Ouders moeten gepest kind veiligheid en stevigheid bieden
De Week tegen het Pesten is maandag van start gegaan. Met deze keer als thema pesten online. Met de week wil initiatiefnemer Stichting School & Veiligheid aandacht vragen voor het voorkomen en aanpakken van pesten op school. Maar ook wil de stichting de sociale veiligheid in het onderwijs bevorderen.
In 2016 gaf 10 procent van de kinderen in het primair onderwijs aan slachtoffer te zijn geweest van pesten. In 2014 was dat nog 14 procent. Op de middelbare scholen daalde het pesten ook: van 11 procent in 2014 naar 8 procent vorig jaar.
De manier van pesten veranderde vrijwel niet. Zowel in 2014 als in 2016 gaven leerlingen aan dat het pesten voornamelijk persoonlijk gebeurt.
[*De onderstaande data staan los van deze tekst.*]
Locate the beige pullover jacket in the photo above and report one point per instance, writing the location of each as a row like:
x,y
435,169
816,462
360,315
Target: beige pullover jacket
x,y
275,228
Pesten via briefjes, telefoongesprekken of sociale media komt veel minder voor.
Uit de cijfers, vooral als ze vergeleken worden met die uit voorgaande jaren, zou geconcludeerd kunnen worden dat het allemaal wel meevalt met de treiterijen die kinderen moeten ondergaan.
Wie echter bedenkt hoeveel invloed het getreiter op de ontwikkeling van kinderen kan hebben, weet ook dat de vlag absoluut nog niet uitgestoken kan worden.
Er waren tijden dat er over het treiteren van kinderen onderling door ouderen nogal luchtig werd gedaan. Zo van: „Schelden doet geen zeer, slaan veel meer.” Die houding is gelukkig verleden tijd. Want schelden, treiteren en pesten doen wel degelijk zeer. Niet lichamelijk, maar psychisch. De sociale ontwikkeling van een kind dat gepest wordt, verloopt moeizamer dan van een kind dat niet gepest wordt. Door het getreiter van leeftijdsgenoten zondert een kind zich af. Het ontloopt leeftijdsgenoten en zal er alles aan doen op school zo veel mogelijk onzichtbaar te zijn. En dat op een leeftijd dat de vorming van een sociaal netwerk heel belangrijk is.
Voor ouders is het afschuwelijk om te zien dat hun kind gepest wordt. Ze beseffen dat hun zoon of dochter lijdt onder iets waar ze eigenlijk niets aan kunnen doen. Want naar de pestkop stappen om verhaal te halen, is wel het ergste wat ze het eigen kind kunt aandoen. De pesters zullen hierdoor alleen maar aanleiding zien tot meer getreiter. Hoogstens dat ze het nog onopvallender proberen te doen, wat het gepeste kind vervolgens nog angstiger maakt.
De enige instantie die het onderlinge getreiter, voor zover zichtbaar, enigszins kan bestrijden, is de school. En dan vooral in algemene zin. Door de leerlingen duidelijk te maken hoeveel invloed schijnbaar onschuldige pesterijen op een kind kunnen hebben. De meeste pesters weten dat trouwens heel goed, want uit onderzoek blijkt dat veel kinderen die anderen pesten zelf ook voorwerp van treiterijen zijn geweest.
Ouders kunnen niet veel meer doen dan hun kinderen enerzijds veiligheid bieden en anderzijds stevigheid. Veiligheid in die zin dat ze thuis altijd hun verhaal kunnen doen. Stevigheid in de zin dat kinderen niet falen, maar goed zijn zoals ze zijn. Dat klinkt soft, maar de praktijk wijst uit dat deze aanpak veel effectiever is dan de strijd aangaan met de daders van het treiteren.